Le 16-07-2014 10:58, Marc Carlson a écrit :
> Yes you definitely can use makeTranscriptDbFromGFF if you want a
> TranscriptDb object.  The following works for example:
> 
> library("GenomicFeatures")
> txdb <- makeTranscriptDbFromGFF(
> file="ref_Macaca_fascicularis_5.0_top_level.gff3.gz",
>                         format="gff3",
>                         exonRankAttributeName=NA,
>                         gffGeneIdAttributeName=NA,
>                         chrominfo=NA,
>                         dataSource=NA,
>                         species=NA,
>                         circ_seqs=DEFAULT_CIRC_SEQS,
>                         miRBaseBuild=NA,
>                         useGenesAsTranscripts=FALSE)
> 
> But is massaging this into a transcriptome what we want here?  Ugo
> hasn't told us what he wants to do with this data.  Also I didn't look
> closely at the data itself.  It may be that you can specify a value
> for exonRankAttributeName (which is always what you should want to do
> if you can manage it).
> 
> 
>  Marc
> 
> 
> 
> On 07/16/2014 09:10 AM, Michael Lawrence wrote:
>> Is there anything makeTranscriptDbFromGFF could do to help with this?
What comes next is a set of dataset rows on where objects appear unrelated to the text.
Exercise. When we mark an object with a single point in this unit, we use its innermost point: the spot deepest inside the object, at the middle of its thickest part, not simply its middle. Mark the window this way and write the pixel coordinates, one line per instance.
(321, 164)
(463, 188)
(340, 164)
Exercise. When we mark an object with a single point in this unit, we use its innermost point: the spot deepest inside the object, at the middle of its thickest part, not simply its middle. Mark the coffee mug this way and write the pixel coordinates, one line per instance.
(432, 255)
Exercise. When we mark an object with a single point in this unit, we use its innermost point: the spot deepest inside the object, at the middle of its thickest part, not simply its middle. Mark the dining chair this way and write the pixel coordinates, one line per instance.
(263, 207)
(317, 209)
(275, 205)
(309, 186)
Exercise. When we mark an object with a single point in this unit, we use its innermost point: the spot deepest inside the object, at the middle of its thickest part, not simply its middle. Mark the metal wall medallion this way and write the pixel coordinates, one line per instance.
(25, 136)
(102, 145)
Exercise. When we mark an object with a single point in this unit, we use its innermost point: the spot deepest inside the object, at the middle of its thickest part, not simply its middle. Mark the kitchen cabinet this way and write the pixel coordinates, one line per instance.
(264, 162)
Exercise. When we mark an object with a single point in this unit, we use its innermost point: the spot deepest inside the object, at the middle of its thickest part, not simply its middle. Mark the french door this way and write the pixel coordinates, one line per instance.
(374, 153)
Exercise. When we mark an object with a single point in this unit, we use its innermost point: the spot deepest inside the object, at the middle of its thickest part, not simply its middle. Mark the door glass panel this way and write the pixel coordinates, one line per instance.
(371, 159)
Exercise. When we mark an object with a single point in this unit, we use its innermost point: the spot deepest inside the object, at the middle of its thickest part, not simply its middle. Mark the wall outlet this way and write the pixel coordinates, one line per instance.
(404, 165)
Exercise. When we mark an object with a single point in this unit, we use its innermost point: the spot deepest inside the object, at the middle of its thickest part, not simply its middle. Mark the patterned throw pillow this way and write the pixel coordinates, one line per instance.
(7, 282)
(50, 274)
>> Sounds like you typically want something like a TxDb, except perhaps 
>> with
>> some special considerations. Following the NCBI conventions is 
>> probably
>> worth it.
>> 
>> 
>> On Wed, Jul 16, 2014 at 8:58 AM, Chris Stubben <stubben at lanl.gov> 
>> wrote:
>> 
>>> I would also suggest using rtracklayer import or create a genome data
>>> package.   At least for microbial genomes, you often just need to 
>>> return
>>> features (CDS, pseudogenes, tRNAs, etc) that have a parent with a 
>>> locus_tag
>>> key and assign that locus tag to the child (the read.gff default), so
>>> that's what is getting messed up with your large file.
>>> I'll probably use the rtracklayer import object in future versions 
>>> instead
>>> and then join on Parent where locus_tag is NA to the ID where 
>>> locus_tag is
>>> not NA.
>>> Chris
>>> 
>>> 
>>> 
>>>   I cc'd the packageMaintainer(), so that they are more likely to see 
>>> this
>>>> post.
>>>> 
>>>   I don't know whether this helps in this particular case, but 
>>> packages
>>>> should be using rtracklayer::import rather than creating their own 
>>>> readers.
>>>> Then at least whatever deficiencies are identified and corrected 
>>>> benefit
>>>> the entire project.
>>>> 
>>> 
>>> 
>>> 
>>> --
>>> 
>>> Chris Stubben
>>> 
>>> Los Alamos National Lab
>>> Bioscience Division
>>> MS M888
>>> Los Alamos, NM 87545
>>> 
>>> Phone: (505) 667-3295
>>> 
>>> 
>>> _______________________________________________
>>> Bioconductor mailing list
>>> Bioconductor at r-project.org
>>> https://stat.ethz.ch/mailman/listinfo/bioconductor
>>> Search the archives: http://news.gmane.org/gmane.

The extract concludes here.